SUMMERSIDE, Prince Edward Island – Farmers throughout Prince Edward Island were nervously gearing up to send their first shipments of potatoes across the U.S. border Monday, hoping they’ve finally seen the end of a bitter six-month trade dispute.
Trucks were preparing to load millions of potatoes after officials from the Canadian Food Inspection Agency fanned out across the province over the weekend to inspect the shipments for any signs of the potato wart disease.
All of the potatoes destined for the U.S. market had to be visually examined and approved before they could leave the Island under conditions set out in an agreement reached last week ending the U.S. ban on P.E.I. potatoes.
But many jittery packers said the true test will come when the trucks pull up to the American border in Houlton, Maine, and find out whether they’ll be allowed to cross into the United States.
“We all are nervous because you’re walking into something blind here,” Wayne Clark of the P.E.I. Produce packing plant in Summerside said while getting a couple of trucks ready to head out Monday.

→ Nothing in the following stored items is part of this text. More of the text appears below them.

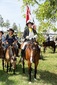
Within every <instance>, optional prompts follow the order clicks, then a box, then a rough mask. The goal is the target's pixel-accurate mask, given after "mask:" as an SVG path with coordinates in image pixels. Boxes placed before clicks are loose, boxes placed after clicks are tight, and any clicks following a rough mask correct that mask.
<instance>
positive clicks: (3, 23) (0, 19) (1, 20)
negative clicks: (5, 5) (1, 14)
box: [0, 15, 4, 27]
mask: <svg viewBox="0 0 57 85" xmlns="http://www.w3.org/2000/svg"><path fill="white" fill-rule="evenodd" d="M3 25H4V20H3V18H2V16H1V15H0V26H1V27H3Z"/></svg>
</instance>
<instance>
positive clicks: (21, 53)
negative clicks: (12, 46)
mask: <svg viewBox="0 0 57 85" xmlns="http://www.w3.org/2000/svg"><path fill="white" fill-rule="evenodd" d="M33 24H34V23H33V22H32V21H31V20H28V21H27V23H26V26H27V28H25V30H24V33H23V38H24V44H23V46H22V48H21V49H22V50H21V57H23V56H24V55H25V46H26V44H27V43H28V41H29V40H31V39H32V38H36V37H37V32H36V30H35V29H33V27H32V26H33Z"/></svg>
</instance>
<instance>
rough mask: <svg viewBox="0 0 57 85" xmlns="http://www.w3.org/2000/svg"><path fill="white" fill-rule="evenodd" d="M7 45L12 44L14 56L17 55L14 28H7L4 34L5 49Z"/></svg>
mask: <svg viewBox="0 0 57 85" xmlns="http://www.w3.org/2000/svg"><path fill="white" fill-rule="evenodd" d="M9 45H13V46H14V47H15V49H16V56H18V46H17V39H16V37H15V35H14V30H13V29H12V28H10V29H9V30H8V34H7V35H6V39H5V47H6V49H7V47H8V46H9Z"/></svg>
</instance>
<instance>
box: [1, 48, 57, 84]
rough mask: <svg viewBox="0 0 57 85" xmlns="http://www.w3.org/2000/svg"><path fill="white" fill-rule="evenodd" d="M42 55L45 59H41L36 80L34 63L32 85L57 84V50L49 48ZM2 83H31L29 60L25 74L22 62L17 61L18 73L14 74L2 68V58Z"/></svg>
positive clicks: (18, 59)
mask: <svg viewBox="0 0 57 85" xmlns="http://www.w3.org/2000/svg"><path fill="white" fill-rule="evenodd" d="M42 56H43V58H44V59H43V60H40V61H39V65H38V68H37V80H36V81H35V80H34V78H33V72H34V65H32V67H33V70H32V82H31V84H30V85H57V51H56V53H52V50H50V49H47V50H46V53H45V54H44V53H43V52H42ZM18 60H19V58H18ZM0 85H29V82H28V66H27V62H26V63H25V74H23V73H22V64H21V63H20V64H18V61H17V69H16V75H13V72H9V73H7V72H6V71H3V70H2V65H1V60H0Z"/></svg>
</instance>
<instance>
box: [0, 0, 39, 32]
mask: <svg viewBox="0 0 57 85" xmlns="http://www.w3.org/2000/svg"><path fill="white" fill-rule="evenodd" d="M22 4H23V3H22V0H20V1H18V0H0V15H2V17H3V19H4V21H6V20H7V19H8V20H9V21H10V24H11V25H12V24H13V23H14V22H15V23H16V24H17V25H19V24H20V27H21V31H23V30H24V27H25V25H26V19H25V18H23V13H22V10H21V6H22ZM31 10H33V9H31ZM34 18H35V17H34ZM36 23H37V24H38V22H37V21H36Z"/></svg>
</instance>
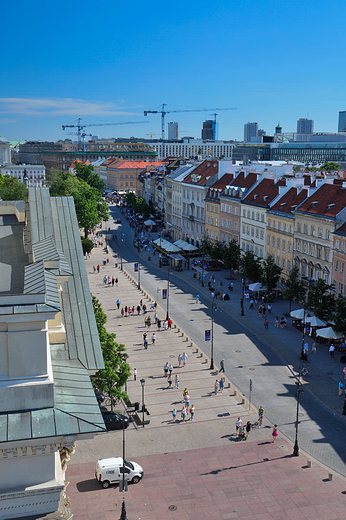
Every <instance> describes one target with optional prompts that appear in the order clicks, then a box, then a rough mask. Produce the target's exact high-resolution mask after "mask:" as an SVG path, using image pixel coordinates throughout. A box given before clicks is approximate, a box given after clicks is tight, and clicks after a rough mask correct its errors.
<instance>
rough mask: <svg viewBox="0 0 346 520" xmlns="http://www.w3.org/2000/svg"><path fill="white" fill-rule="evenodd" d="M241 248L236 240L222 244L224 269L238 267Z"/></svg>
mask: <svg viewBox="0 0 346 520" xmlns="http://www.w3.org/2000/svg"><path fill="white" fill-rule="evenodd" d="M240 256H241V249H240V246H239V245H238V243H237V241H236V240H234V239H233V240H231V241H230V242H229V244H228V245H225V246H224V250H223V257H222V260H223V263H224V265H225V268H226V269H229V270H230V272H232V270H234V269H239V265H240Z"/></svg>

“We’ve had this mess all winter, so we’re not sure what we’re doing. The first trucks are going to be the sacrificial lambs.”
Most packers, who’ve watched two earlier deals collapse, said they would wait to see how the first shipments go Monday and then send their trucks to the border, where U.S. officials will again inspect the potatoes.

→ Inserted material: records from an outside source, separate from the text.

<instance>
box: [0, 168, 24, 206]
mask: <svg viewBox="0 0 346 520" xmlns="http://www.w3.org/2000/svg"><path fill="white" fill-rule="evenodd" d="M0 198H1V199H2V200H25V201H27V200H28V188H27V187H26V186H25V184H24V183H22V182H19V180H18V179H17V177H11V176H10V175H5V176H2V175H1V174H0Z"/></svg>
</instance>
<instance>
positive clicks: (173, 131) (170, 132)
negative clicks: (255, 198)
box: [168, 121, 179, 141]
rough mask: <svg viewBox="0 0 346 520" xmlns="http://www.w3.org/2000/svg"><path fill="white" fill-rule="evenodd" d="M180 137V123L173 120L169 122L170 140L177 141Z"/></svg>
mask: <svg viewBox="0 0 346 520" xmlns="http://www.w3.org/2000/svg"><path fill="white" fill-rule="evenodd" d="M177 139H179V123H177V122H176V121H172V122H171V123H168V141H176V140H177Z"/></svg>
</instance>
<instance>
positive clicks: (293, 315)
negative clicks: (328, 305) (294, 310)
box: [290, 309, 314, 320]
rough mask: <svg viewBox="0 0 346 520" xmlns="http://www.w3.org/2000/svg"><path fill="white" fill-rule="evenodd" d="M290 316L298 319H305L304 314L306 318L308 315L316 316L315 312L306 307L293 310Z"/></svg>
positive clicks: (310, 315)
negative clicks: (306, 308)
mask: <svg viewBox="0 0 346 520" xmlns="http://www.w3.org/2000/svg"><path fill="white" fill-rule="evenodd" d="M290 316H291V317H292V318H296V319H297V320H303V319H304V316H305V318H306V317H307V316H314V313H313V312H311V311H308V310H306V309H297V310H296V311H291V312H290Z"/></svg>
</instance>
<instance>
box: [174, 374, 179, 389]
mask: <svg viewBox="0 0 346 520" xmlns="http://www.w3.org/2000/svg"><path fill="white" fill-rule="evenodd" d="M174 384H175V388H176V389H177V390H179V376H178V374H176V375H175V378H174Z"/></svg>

Don Flannery of the Maine Potato Board says the agency will closely monitor the imports for signs of the blight, a highly contagious disease that doesn’t harm humans or other crops, but causes unsightly bumps that leave potatoes unmarketable.
“If there’s another find, all bets are off” on future imports, Flannery said.

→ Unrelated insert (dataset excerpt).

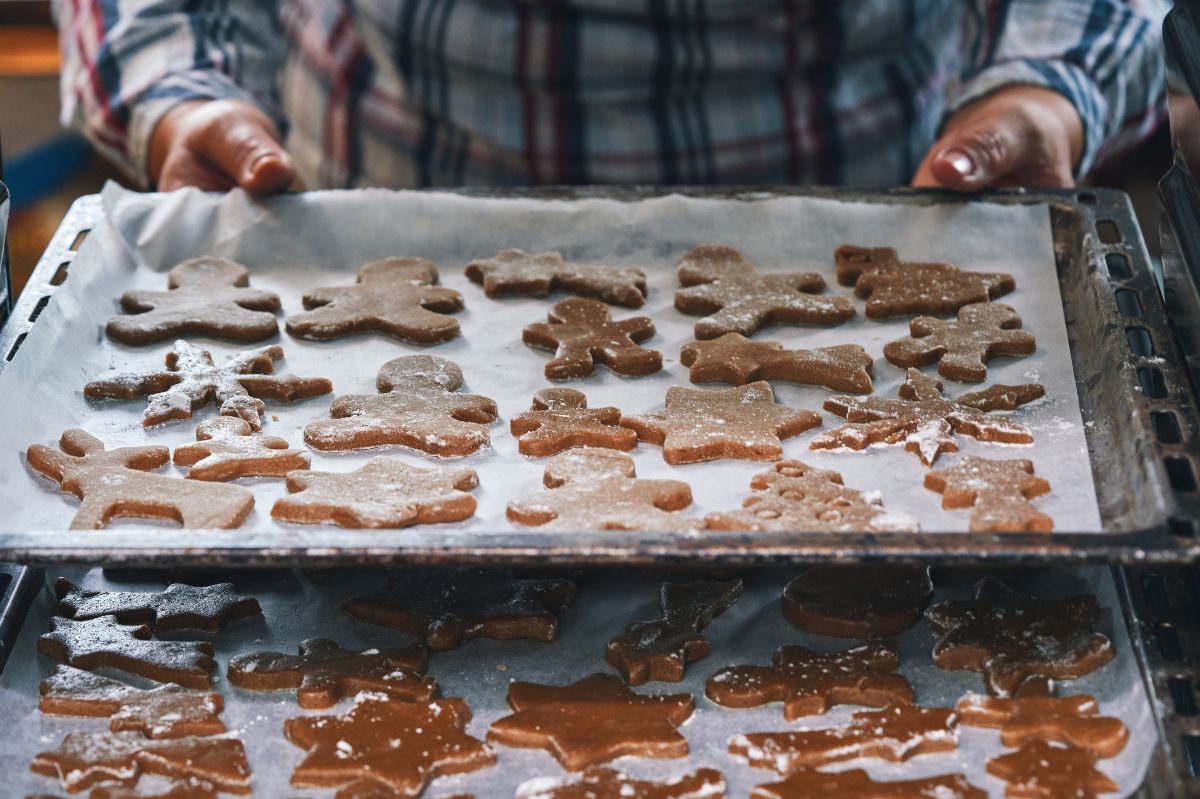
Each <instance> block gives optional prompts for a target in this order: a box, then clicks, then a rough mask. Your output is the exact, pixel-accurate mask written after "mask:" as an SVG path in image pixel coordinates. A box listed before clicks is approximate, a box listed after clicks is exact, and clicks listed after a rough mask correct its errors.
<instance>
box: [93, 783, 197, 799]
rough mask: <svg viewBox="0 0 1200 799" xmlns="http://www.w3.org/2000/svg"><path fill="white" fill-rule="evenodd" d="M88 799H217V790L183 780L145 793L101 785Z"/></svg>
mask: <svg viewBox="0 0 1200 799" xmlns="http://www.w3.org/2000/svg"><path fill="white" fill-rule="evenodd" d="M88 799H217V789H216V787H215V786H214V785H212V783H211V782H204V781H203V780H185V781H182V782H172V783H170V785H169V786H167V788H166V789H163V791H158V792H155V793H145V792H143V791H139V789H137V788H126V787H121V786H110V785H102V786H100V787H96V788H92V789H91V793H90V794H88Z"/></svg>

The agreement ends a nasty feud that erupted last October when 72 potatoes from a small Island field were found to have the black cauliflowerlike growth.
Washington closed the border, infuriating farmers and scientists, who said 10,000 tests proving the wart had not spread to other farms showed the dispute was more about protectionism than valid agricultural fears.
The latest deal, which affects only potatoes harvested in 2000, came last week after the United States dropped onerous conditions on the movement of potatoes within Canada.
Farmers, estimated to have lost $30 million in the dispute, say they feel more optimistic this deal will stand, but are still reluctant to dispatch large loads of potatoes to the border until they know others have made it through.
“We’ve been to the border a couple of times already and [have been] sent home so we’ll let someone else take the first loads through,” said Rod Nicholson of Mid-Isle Farms in nearby Albany.
“We’ll see how the day goes along and then maybe we’ll book more trucks, but we’re hopeful there won’t be holdups at the border.”
The deal allows shipment to the United States of table potatoes from 80 percent of P.E.I. farms if they have been washed, sprouted, packed in bags of not more than 50 pounds and visually inspected.
Don Love of the Canadian Food Inspection Agency said Sunday they hadn’t found any infected potatoes after sifting through several massive bins of potatoes that would be packaged and then loaded onto trucks.
The agency called in extra workers and reassigned others throughout the weekend to examine the potatoes, as four-person crews inspected about 12,000 potatoes in five hours.
“That’s a fairly onerous task because there are several thousand truckloads of potatoes that are eligible and will be exported from P.E.I. over next couple of months,” Love said Sunday in Charlottetown.